Unique interconnection and net metering programs are capturing the attention of buyers and developers who were previously only interested in business-as-usual incentive-funded opportunities. Over the past half year, “just as many corporates have procured large centralized projects as those that have installed rooftop and ground-mount net metered projects,” Honeyman said.
Community solar development is attracting utilities and project developers who are blurring the definitions of solar’s utility-scale, commercial-industrial, and residential segments. Community solar offers access to project finance and economies of scale, like utility-scale solar. But as much as 40% of the buy-in may come from a single big commercial-industrial customer. And there can 500 residential customers involved in filling out the project's subscriptions.
“As the market continues to grow and mature, these clearly distinguished market segments become increasingly less relevant indicators of where the market is heading,” Honeyman said.

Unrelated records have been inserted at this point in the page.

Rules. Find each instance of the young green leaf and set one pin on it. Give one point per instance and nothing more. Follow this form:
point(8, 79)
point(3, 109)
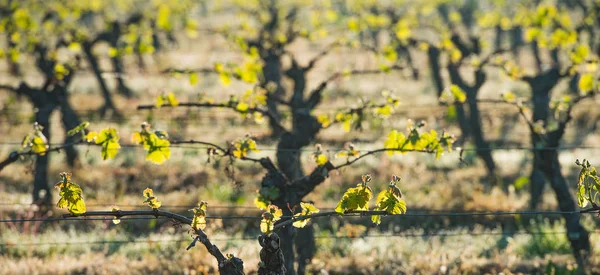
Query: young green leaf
point(269, 218)
point(390, 200)
point(307, 210)
point(356, 198)
point(80, 128)
point(156, 143)
point(150, 199)
point(199, 220)
point(243, 146)
point(114, 208)
point(70, 195)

Cost-competitive solar: Utility-scale solar projects are increasingly being procured not because utilities have to meet renewables mandates but because they are beating the competition. It has become a driving force in the almost 19 GW utility-scale solar pipeline.
“We are tracking well over 7 GW that have been procured because they werecompetitive with natural gas alternatives,” Honeyman said. In areas where incentives, the solar resource, the cost to build solar, and the price of electricity come together, “we are very much in an era of cost parity for utility-scale solar as a hedge against natural gas price volatility,” Honeyman added.
For utilities facing potential generation shortfalls due to the need to retire coal plants that do not meet EPA pollution regulations, the appeal of cost-competitive utility-scale solar as a hedge will be accentuated, he said.
As solar becomes more cost-competitive, observed Solar Electric Power Association (SEPA) President/CEO Julia Hamm, it will “accelerate the deployment of other distributed energy technologies – such as storage, demand response and energy efficiency – which will provide even more opportunities for creating value for both individual consumers and the grid as a whole.”
What utilities should note
Utility leaders, first and foremost, need to think about the solar-related product opportunities that fit their business models, Honeyman said.
A cooperative or a smaller municipal utility has more flexibility in procurement and development, he pointed out. “That fits naturally with building out ambitious community solar programs and with thinking about the utility’s eventual role in a rooftop solar program.”
Investor-owned utility leaders need to think more about the tension between constraints and opportunities. In a market with an ambitious renewables mandate, “it is worth noticing how cost-competitive utility-scale solar has become,” he suggested.
Where there is no near-term mandate obligation, IOU leaders should recognize the widespread expectation that over a utility’s long-term planning horizon,natural gas prices are likely to rise, meaning solar can act as a hedge against price volatility in a power company resource plan. Utilities looking to deeper decarbonization in anticipation of future environmental regulations to meet obligations under the Paris climate treaty can also look to solar for low-cost generation without carbon emissions.
“There is a big value proposition in a $40/MWh to $60/MWh fixed price contract for a large scale solar asset that represents a significant portion of load,” Honeyman said. “That is the business case utilities are considering in states like Arkansas, Alabama, and Mississippi where they have never procured a MW of solar before.”